Dr. Popaul is a 1972 French black comedy film directed by Claude Chabrol. also known under the titles High Heels and Scoundrel in White. Based on the 1969 novel Murder at Leisure by Hubert Monteilhet, the film tells the story of an inveterate womaniser who, after marrying an unattractive but rich girl, seduces her prettier sister and has a baby with her. The revenge of his wife is painful and fatal.

==Plot==

As a medical student, Paul became celebrated for the conquest of unattractive girls, finding them more satisfying than prettier ones. On holiday in Tunisia he met Christine, a shy young woman with a crippled leg, and took her virginity. Back in France he met her father, owner of a lucrative private clinic, who offered to make him co-director of the clinic if he married Christine.
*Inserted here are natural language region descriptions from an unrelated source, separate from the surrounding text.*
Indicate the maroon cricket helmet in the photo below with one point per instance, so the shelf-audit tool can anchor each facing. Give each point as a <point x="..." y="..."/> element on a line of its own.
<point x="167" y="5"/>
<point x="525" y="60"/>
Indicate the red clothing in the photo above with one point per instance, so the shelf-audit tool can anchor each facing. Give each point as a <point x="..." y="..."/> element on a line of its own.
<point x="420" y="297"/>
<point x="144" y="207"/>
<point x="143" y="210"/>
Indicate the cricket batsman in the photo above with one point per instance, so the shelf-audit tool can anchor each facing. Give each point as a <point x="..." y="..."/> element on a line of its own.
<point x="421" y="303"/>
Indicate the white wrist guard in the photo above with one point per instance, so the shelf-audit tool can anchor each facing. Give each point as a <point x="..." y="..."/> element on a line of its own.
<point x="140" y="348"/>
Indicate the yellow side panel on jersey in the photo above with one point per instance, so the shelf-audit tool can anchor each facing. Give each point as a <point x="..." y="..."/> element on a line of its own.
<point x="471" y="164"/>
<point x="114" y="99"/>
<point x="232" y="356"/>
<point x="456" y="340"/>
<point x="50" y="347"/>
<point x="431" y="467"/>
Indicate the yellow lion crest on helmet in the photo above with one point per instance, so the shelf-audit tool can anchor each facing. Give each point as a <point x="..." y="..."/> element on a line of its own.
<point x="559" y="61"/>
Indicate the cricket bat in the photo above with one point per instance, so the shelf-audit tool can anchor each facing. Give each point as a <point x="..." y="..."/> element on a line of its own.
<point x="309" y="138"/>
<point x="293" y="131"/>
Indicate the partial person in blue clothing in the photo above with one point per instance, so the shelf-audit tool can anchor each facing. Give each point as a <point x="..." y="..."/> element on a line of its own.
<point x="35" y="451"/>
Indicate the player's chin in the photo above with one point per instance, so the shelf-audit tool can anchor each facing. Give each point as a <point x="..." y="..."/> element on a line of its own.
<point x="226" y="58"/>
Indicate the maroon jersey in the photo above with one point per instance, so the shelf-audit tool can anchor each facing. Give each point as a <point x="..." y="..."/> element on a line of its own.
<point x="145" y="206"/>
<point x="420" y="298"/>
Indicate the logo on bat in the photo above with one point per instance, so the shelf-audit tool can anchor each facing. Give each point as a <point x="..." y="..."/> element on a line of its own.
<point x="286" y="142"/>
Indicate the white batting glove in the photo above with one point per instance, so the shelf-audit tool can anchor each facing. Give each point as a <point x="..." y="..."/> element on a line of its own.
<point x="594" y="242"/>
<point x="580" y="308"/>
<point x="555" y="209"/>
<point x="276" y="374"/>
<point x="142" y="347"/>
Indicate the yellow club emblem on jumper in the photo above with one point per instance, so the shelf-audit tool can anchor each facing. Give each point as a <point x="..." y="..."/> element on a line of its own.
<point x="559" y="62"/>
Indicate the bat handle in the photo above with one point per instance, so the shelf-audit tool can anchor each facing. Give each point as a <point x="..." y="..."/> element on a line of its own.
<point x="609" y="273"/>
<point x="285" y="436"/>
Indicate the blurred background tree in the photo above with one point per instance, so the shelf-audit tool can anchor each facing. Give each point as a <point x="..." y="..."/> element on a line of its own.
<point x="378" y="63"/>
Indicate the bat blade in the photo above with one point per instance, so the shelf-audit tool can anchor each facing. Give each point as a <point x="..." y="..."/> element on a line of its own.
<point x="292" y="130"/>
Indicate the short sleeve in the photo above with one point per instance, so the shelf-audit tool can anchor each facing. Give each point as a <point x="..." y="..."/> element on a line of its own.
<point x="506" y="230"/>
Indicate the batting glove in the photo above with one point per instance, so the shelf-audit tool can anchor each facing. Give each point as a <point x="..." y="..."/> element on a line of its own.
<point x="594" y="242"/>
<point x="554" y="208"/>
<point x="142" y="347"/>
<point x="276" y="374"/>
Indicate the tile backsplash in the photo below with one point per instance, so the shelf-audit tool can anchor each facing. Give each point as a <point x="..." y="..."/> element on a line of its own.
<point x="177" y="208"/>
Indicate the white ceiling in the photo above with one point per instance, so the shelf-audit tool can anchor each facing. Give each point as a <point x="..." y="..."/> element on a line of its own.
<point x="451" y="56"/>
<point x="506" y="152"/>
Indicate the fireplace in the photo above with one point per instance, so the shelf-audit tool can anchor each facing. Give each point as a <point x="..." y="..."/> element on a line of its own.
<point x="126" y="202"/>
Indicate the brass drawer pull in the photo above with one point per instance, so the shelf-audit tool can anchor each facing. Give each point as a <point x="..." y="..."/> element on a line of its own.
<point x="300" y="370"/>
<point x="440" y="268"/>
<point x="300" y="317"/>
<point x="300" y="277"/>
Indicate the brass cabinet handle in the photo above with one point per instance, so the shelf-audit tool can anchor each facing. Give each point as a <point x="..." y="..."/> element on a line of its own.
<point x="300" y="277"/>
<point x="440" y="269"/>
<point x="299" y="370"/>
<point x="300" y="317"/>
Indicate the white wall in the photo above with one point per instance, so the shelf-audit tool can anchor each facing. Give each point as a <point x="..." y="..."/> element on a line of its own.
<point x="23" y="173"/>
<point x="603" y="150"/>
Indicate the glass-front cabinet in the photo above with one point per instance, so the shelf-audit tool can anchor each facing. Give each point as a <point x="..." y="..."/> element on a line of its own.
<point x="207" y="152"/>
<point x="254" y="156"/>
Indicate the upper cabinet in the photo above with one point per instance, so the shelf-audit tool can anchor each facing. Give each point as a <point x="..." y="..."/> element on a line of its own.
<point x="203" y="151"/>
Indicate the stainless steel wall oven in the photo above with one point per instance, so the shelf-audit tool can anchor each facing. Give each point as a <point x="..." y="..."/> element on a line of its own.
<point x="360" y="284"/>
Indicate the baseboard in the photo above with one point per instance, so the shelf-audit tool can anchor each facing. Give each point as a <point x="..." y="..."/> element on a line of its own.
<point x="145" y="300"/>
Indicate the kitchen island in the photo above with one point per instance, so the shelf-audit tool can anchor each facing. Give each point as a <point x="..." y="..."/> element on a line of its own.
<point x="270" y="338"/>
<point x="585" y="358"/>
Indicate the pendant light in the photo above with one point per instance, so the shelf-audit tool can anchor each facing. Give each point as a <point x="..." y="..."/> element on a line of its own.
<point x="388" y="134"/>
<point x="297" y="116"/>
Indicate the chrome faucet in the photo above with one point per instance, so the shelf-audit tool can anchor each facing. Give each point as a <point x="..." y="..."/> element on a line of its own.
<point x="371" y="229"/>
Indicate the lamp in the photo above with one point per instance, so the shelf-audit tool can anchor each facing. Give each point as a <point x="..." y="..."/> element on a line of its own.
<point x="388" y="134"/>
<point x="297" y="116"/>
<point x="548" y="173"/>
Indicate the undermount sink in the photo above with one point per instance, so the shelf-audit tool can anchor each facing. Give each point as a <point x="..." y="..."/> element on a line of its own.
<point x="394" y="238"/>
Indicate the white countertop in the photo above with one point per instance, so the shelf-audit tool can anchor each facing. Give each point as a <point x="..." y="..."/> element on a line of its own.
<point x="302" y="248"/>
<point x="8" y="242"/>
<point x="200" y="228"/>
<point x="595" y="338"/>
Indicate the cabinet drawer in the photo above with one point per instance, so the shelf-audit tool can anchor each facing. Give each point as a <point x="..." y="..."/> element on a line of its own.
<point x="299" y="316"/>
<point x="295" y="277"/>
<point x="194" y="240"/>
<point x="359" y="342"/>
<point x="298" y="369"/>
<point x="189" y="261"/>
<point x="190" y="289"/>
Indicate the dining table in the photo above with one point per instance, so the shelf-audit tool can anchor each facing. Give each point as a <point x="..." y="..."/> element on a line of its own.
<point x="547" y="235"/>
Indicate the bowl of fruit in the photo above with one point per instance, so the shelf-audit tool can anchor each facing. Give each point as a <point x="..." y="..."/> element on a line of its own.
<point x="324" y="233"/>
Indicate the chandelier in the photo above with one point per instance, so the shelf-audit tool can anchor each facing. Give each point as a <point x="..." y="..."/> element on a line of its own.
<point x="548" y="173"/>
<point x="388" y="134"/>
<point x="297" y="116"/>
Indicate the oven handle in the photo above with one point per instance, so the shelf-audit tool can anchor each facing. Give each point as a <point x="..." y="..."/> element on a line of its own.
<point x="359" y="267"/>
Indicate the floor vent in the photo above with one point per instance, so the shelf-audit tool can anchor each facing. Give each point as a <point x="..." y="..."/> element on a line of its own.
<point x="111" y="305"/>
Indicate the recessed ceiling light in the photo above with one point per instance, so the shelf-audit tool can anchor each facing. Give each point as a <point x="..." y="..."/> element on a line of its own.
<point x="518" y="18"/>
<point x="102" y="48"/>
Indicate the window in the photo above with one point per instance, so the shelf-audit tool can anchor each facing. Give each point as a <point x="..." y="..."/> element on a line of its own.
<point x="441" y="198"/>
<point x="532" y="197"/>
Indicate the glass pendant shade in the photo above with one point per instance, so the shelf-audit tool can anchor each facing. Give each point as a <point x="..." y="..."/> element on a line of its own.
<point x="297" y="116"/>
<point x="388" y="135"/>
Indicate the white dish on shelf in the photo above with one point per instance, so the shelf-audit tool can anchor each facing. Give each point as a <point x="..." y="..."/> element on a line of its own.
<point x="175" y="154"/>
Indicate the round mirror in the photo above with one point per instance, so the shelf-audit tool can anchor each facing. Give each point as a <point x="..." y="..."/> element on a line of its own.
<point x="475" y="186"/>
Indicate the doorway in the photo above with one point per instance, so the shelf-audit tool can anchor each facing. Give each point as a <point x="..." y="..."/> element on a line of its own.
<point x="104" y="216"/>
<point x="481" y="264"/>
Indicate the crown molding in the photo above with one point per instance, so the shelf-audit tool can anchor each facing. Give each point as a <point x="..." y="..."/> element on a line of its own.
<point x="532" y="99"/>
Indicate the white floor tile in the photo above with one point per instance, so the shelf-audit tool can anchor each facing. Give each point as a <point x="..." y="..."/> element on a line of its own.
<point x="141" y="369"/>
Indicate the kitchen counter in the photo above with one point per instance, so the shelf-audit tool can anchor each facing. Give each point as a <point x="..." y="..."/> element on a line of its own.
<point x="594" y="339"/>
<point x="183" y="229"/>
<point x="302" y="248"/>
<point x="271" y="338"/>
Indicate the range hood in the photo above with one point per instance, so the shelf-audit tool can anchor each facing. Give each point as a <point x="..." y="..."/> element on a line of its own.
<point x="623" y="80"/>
At the wedding he met her beautiful younger sister, Martine, and applied himself to removing all her suitors one by one. He then took to drugging Christine so that he could spend the nights with Martine, who had his baby. He thought he had a happy family of wife, mistress, and child until a mysterious road accident left him crippled for life and emasculated.

Martine left him, and Christine brought him a drug so that he could end it all. After he took the drug, over the intercom Christine explained that while he was cavorting with Martine she was comforted by the co-director Berthier. Together they staged the accident, after which Berthier operated to remove Paul's mobility and virility. Paul screamed for help, but the room was soundproofed.

==Production==
The film was the first movie from Belmondo's own production company, Cerito Films.

==Reception==
At the time of its release, it was the biggest hit of Chabrol's career. It grossed $2 million in its first month of release in France. However it was not released in Britain until 1976, where it was titled Scoundrel in White. It was not released in the US until 1981, where it had the title High Heels.

The film received mixed reviews upon release. The New York Times said "the performances are uniformly good" but "more interesting than the movie itself is the way its concerns with guilt and roletrading relate to other, far better Chabrol films." Time Out called it a "coarse farce" that "looked more like the director's revenge on the French mass audience, who had consistently ignored his good movies, but would accept anything with Belmondo." "It stinks" said the Los Angeles Times.